27 mai 2014

Temps de lecture : 3 min

Time : les prémisses d’une révolution publicitaire pour le papier

Cette semaine, Time et Sports Illustrated posent les bases d’un vrai bouleversement publicitaire plus timidement entamé par Condé Nast il y a deux ans. Les deux hebdomadaires ouvrent leurs Une aux annonceurs !

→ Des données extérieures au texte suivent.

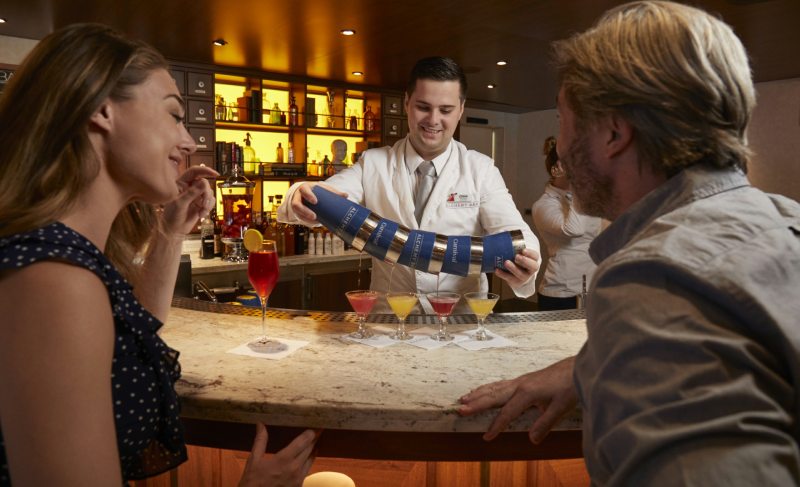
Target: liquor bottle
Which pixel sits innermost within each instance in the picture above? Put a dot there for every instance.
(312, 242)
(338, 246)
(319, 243)
(328, 167)
(369, 120)
(249, 156)
(288, 238)
(328, 249)
(300, 239)
(220, 110)
(293, 117)
(279, 153)
(353, 120)
(290, 155)
(275, 115)
(217, 234)
(206, 238)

Les frontières des supports physiques de pub perdent un à un leurs tabous. Les marques investissent des nouveaux territoires. Logiquement, les annonceurs préemptent des terrains de promotion très longtemps interdits. Dernier exemple paroxysmique en date, l’arrivée de la pub en couverture du très prestigieux Time. Une révolte ? Non sir, une révolution. “ Il y a deux façons d’interpréter cette décision, commente Norman Pearlstine, CCO de Time Inc sur le site de AdAge. Soit vous estimez que c’est un nouveau virage historique après 91 ans de couvertures vierges de pub. Soit vous dites que c’est un ajustement somme toute modeste pour se mettre à jour avec ce qui se fait déjà dans notre industrie. Mais ce que nous ne voulions pas, c’est laisser penser que nous voulions nous en cacher. ” Premier éditeur de presse des Etats-Unis, Time Inc a choisi ses deux titres iconiques Time et Sports Illustrated pour franchir le pas et rejoindre Condé Nast sur cette nouvelle donne publicitaire.

Sur la Une des deux prochains numéros des hebdomadaires, Verizon Wireless s’est offert “ une superbe opposition ” se réjouit l’opérateur de téléphonie mobile et Internet. La nouveauté était initialement programmée pour s’incruster discrètement sur la couverture du numéro le plus attendu de l’année, le Time 100 des personnalités les plus influentes de la planète, avec Beyoncé en couverture.

Pas le premier mais un pionnier

Pour cette première à forte valeur fondatrice, Time Inc y est allé mollo. Il n’était pas non plus question de parasiter l’éditorial et le visuel de la Une avec une pub pour peu ultra inappropriée. Verizon doit se contenter d’une mention minuscule dans l’encart réservé soit à l’adresse postale pour les abonnés soit au code barre pour les ventes en kiosque. Le logo est placé juste à côté d’un appel publicitaire aux relents de réclame « old school » : “ Pour plus de résultats, utilisez Verizon. ” Un numéro de page indique également l’emplacement de la pub à l’intérieur du magazine. Selon un employé de Time Inc, qui s’est lâché en “ off ” sur AdAge, l’hebdo invitera également une pub native dans un autre territoire éditorial, le sommaire.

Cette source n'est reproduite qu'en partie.